I'd just put MEDIUM frames (with starter strips) in between the nuc frames. The bees will draw them out nicely, then when it's time to go to med. boxes, you simply have to trim the excess comb off of the bottom bar, FAR less work involved (and less danger to your brood) than trying to chop a deep frame down to med. height with live brood in it.



> 2. When it is time to expand the brood box, I'll add a medium. Should I just put a box full of medium foundationless frames on? Or should the medium have a mix of frames with and without foundation in an alternating pattern? Or, should I go further and take a frame of drawn comb from the deep, cut it to medium size, and hang it in a medium frame with rubber bands?


If you have 3 med. frames from the deep below, checkerboard the med box with them, then put 3 new med frames into the deep box.



> 3. When it is time to add honey supers, I'll add a medium. This is the part I'm worried about, because I understand that in foundationless, the bees want to draw deeper comb. I'm thinking I'll take a frame or two of the drawn comb from the medium part of the brood chamber, and start the honey box with that, alternating with and foundationless frames.


Now you can use those other 3 med. frames from the deep brood box...use them for a checkerboard and the bees will draw out nice comb in between them, as they'll be BROOD frames (well, at least until all the brood emerge from them, then they'll be converted to honey use; but the bees should have started drawing out the other frames by then). 

It's not the only way, but it should work great for you 
-Rob
(beekeeping since I finally got the RIFA to stop killing all my hives)


----------



## Zanna (Mar 27, 2012)

Hi Rob
Thanks for your reply!
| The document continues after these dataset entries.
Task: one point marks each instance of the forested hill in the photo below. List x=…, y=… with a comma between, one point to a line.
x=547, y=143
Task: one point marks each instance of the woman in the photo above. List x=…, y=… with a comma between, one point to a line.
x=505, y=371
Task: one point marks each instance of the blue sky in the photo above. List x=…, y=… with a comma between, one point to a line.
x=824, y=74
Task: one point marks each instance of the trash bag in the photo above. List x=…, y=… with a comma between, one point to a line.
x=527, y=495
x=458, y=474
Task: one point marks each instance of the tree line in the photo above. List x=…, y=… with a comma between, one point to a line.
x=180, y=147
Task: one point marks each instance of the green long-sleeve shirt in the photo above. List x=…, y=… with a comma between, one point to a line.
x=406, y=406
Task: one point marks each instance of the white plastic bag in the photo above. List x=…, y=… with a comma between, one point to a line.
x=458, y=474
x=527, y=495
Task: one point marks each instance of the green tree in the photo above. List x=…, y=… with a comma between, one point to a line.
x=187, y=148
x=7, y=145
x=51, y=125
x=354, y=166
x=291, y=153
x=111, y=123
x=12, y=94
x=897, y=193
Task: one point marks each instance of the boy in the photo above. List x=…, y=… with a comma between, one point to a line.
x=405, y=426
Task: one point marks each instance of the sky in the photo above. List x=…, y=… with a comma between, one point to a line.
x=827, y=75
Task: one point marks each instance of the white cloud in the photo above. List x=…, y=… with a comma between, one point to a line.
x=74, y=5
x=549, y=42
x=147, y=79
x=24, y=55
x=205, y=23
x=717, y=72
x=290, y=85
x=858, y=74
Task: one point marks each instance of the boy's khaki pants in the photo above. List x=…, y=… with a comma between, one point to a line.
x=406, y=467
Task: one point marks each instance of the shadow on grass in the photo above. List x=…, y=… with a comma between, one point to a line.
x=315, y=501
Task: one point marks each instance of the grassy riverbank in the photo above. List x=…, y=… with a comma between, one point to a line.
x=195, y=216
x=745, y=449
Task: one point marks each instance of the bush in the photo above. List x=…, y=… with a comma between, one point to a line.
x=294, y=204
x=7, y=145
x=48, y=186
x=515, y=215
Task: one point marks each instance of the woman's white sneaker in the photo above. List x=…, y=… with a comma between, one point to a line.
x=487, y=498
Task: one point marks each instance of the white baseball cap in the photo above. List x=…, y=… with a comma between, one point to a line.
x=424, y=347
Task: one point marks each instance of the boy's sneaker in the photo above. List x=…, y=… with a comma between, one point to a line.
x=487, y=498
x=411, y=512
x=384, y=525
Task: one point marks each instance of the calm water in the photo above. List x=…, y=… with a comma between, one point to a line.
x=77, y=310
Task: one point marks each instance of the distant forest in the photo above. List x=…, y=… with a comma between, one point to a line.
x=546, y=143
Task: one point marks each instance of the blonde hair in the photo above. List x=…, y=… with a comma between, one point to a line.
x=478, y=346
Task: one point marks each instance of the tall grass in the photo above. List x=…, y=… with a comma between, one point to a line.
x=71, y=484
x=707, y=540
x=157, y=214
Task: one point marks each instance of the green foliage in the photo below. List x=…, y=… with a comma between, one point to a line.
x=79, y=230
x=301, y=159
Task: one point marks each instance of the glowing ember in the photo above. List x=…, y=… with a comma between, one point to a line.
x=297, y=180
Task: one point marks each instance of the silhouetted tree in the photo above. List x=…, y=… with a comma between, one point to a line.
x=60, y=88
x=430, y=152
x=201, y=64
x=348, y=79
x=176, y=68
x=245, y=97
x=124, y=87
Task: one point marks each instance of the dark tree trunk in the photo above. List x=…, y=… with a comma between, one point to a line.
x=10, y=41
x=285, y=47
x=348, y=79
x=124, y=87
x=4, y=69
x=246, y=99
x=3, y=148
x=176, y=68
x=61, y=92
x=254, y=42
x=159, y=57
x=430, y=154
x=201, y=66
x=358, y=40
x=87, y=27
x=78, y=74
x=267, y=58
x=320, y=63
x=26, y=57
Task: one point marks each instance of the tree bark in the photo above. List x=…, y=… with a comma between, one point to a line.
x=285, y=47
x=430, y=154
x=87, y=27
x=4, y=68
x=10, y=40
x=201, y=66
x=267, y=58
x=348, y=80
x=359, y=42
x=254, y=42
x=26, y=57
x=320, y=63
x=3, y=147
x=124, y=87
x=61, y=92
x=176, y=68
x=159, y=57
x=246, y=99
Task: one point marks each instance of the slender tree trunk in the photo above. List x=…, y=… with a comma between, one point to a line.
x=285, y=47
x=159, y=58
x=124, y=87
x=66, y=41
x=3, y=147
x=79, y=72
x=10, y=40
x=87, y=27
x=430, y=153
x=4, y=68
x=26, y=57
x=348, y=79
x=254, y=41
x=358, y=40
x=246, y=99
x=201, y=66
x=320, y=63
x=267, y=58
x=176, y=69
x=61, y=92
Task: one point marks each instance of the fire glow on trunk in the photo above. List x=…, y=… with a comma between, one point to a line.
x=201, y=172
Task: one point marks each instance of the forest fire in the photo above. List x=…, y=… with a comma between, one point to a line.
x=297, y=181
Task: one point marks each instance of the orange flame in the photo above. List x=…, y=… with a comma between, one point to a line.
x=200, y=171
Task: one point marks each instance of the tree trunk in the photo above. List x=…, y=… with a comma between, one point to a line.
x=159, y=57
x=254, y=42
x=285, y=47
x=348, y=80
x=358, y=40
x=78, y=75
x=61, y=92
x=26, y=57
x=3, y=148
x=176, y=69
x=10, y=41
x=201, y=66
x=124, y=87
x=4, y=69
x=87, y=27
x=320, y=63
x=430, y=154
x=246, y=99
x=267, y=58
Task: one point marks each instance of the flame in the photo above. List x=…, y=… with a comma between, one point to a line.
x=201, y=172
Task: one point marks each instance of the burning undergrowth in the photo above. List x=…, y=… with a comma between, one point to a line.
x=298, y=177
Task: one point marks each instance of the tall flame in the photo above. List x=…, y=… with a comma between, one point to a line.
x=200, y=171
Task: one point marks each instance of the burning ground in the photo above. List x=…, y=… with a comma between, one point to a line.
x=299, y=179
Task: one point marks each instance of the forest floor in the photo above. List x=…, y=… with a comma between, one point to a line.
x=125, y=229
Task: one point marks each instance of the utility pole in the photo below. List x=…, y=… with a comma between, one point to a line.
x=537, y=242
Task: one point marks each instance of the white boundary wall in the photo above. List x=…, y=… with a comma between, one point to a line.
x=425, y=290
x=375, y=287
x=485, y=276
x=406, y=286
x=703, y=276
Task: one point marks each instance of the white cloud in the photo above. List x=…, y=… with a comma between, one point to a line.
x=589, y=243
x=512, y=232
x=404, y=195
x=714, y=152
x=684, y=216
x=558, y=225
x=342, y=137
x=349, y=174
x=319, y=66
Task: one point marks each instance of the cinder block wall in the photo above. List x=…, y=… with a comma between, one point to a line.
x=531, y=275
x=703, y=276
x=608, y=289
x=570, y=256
That's an interesting idea. It hadn't occurred to me that I could just put medium frames in the deep box. Sounds like either way I'll be trimming down comb. Appreciate the tip...
Z


----------



## robherc (Mar 17, 2012)

Zanna said:


> Sounds like either way I'll be trimming down comb.


Well, sortof; but at least with the med. frames you just have to scrape the burr comb off the bottom of the frame...no need to worry about making straight lines (personally I prefer using a paint scraper & blunt-force over having to be careful with a knife ), and no having to be ginger while handling frames of "rubber banded in" comb.


----------